I resolved this issue by renaming the file extensions from .html to .apsx (suggested by @psweb in reference to another issue I had when setting up the login system, based on his video Full Login Procedure).

I don’t know whether there’s a way to resolve this issue by keeping the .html extensions. But if there’s any way, then it would be really helpful to know that as well.

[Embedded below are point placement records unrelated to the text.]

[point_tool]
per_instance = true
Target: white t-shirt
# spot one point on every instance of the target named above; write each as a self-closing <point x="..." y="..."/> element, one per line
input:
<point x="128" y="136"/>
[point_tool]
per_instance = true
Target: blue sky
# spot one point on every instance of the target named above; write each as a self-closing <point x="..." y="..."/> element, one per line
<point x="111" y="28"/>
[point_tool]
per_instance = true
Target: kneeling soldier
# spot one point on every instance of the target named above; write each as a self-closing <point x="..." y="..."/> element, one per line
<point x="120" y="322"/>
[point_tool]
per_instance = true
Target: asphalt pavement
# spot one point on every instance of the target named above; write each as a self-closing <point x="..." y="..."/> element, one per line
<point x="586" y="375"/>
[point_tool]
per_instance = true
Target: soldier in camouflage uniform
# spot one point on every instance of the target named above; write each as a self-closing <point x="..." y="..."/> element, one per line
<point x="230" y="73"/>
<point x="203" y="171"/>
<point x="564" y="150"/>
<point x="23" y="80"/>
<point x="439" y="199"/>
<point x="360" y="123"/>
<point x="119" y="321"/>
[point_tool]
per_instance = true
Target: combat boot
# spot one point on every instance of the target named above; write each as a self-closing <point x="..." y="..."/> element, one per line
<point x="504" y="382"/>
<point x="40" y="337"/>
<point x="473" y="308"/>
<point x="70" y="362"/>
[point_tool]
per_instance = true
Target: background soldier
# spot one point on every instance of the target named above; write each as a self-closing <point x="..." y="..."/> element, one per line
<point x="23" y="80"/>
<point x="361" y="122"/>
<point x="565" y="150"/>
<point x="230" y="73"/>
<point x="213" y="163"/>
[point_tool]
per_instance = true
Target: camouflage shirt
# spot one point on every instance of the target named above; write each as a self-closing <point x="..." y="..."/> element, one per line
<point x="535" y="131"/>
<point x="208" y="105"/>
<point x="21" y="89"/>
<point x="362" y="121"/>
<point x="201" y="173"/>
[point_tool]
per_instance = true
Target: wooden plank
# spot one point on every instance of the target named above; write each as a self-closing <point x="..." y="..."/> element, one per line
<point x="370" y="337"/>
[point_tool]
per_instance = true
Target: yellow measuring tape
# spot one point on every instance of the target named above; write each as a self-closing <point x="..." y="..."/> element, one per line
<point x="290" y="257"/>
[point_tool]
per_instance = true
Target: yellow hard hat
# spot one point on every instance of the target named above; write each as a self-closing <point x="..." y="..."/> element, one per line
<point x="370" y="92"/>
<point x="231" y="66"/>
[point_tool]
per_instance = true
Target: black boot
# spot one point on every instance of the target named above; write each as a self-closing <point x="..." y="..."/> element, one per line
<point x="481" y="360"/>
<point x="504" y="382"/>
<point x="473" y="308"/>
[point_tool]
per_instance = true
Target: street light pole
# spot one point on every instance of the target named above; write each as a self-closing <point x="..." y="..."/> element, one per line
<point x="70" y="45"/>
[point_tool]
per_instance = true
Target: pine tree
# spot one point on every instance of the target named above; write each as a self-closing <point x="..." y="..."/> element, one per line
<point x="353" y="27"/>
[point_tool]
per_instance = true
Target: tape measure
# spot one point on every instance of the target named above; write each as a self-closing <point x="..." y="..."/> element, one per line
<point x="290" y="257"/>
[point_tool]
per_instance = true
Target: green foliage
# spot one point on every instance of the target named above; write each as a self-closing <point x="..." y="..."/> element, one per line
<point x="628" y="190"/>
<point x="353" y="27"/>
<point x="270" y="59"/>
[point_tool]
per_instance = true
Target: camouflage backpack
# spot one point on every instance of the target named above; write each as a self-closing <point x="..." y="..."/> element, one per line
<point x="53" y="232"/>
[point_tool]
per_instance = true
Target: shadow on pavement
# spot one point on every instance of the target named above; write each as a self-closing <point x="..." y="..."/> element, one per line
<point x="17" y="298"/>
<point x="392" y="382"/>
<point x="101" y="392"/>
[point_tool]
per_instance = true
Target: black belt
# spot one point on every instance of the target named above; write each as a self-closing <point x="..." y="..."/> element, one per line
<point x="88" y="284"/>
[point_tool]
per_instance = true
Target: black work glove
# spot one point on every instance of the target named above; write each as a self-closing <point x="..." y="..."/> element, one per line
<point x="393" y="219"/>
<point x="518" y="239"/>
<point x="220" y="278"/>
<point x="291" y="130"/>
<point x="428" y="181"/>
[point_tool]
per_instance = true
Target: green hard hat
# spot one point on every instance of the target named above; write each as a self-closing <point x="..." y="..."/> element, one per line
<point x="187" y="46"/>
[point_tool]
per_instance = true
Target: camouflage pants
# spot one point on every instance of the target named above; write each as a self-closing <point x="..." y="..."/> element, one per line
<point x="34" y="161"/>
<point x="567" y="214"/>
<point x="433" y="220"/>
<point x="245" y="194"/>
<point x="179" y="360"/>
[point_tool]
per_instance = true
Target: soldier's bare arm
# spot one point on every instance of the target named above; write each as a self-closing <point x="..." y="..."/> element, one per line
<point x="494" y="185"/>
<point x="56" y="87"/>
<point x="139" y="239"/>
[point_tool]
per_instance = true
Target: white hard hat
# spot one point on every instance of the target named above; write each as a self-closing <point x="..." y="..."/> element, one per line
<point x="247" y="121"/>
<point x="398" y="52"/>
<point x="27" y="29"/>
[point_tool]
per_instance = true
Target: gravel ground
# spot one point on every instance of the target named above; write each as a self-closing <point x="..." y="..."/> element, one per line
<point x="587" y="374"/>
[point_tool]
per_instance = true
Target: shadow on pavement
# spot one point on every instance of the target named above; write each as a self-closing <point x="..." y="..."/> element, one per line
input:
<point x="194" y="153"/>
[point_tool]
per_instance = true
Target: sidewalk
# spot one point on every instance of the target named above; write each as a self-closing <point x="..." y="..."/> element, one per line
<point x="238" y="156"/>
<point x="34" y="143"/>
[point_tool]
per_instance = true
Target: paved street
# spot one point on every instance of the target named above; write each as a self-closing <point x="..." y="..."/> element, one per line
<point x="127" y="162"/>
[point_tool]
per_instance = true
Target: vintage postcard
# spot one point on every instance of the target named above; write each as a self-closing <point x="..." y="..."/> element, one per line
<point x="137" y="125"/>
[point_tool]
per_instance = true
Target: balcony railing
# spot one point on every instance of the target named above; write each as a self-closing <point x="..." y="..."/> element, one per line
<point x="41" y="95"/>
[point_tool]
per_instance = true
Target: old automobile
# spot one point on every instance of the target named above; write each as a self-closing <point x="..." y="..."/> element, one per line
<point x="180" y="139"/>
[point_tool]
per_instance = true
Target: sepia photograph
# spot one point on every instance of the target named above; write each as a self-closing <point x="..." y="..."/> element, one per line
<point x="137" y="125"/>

Thank you for your continued support

psweb · October 6, 2020, 1:03pm

I doubt there will ever really be a way around this, anything that requires a server action script to run, is going to perform checks on the server side, and the only way to pass values from server side to client side is by using .aspx or .php depending on your server environment. If the validator was checking only with client side validation then you could keep the .html but it can not then look at all the database records to ensure no duplicate exists.
I really do not think there is anything that can be done, as it’s not a Wappler related problem as such, but more of a current web server technologies order of operation.

thines · March 20, 2021, 11:32pm

i have same issues, i did validator name both same, and have the right field name and database field. also have required in form, but still this check is not working. anyone help?

i’m a validating the email not exist check, i have email field same as the database field. also i have required and email validation on the form field. my validator name is “validateUserEmail” on both.

Note: im using nodejs.

please see the screenshot below:

psweb · March 20, 2021, 11:30pm

Please show some screenshots like guptast did in his post, otherwise it’s very difficult to follow properly.

thines · March 20, 2021, 11:33pm

updated with screenshot please check psweb. thanks for trying to help me out

psweb · March 20, 2021, 11:36pm

No problem, can you show me the code for your email input of your form please, I want to check the input name and ID

thines · March 20, 2021, 11:37pm

please see above… thanks

psweb · March 20, 2021, 11:44pm

It looks fine to me, what I would try is open the server connect side of this, then arrow out Input, then arrow out $_POST, then select the email input and in the field properties > validation rules, remove the Required as well as the Valid Email Address from the input itself, and just see if that is what is causing it, I have often found issues with the server side validators, so we can always add them back later, but for testing, remove them.

thines · March 20, 2021, 11:47pm

sorry i did not understand what exactly you mean about arrow out?

psweb · March 20, 2021, 11:51pm

thines · March 20, 2021, 11:55pm

i did this and checked, not worked…

psweb · March 21, 2021, 12:01am

thines · March 21, 2021, 12:07am

here it is…

psweb · March 21, 2021, 12:13am

I think I see the problem, I missed it on your very first screenshot, but you need to switch your 2 steps around.

You Validate if the users email exists first, and then if its true then you insert the user, so swap your steps around. Validate above Insert

thines · March 21, 2021, 12:30am

i swapped the steps, and checked, now the inserting user with same email is not succeded which i need anyway. but the message not shown in that case such as email exist!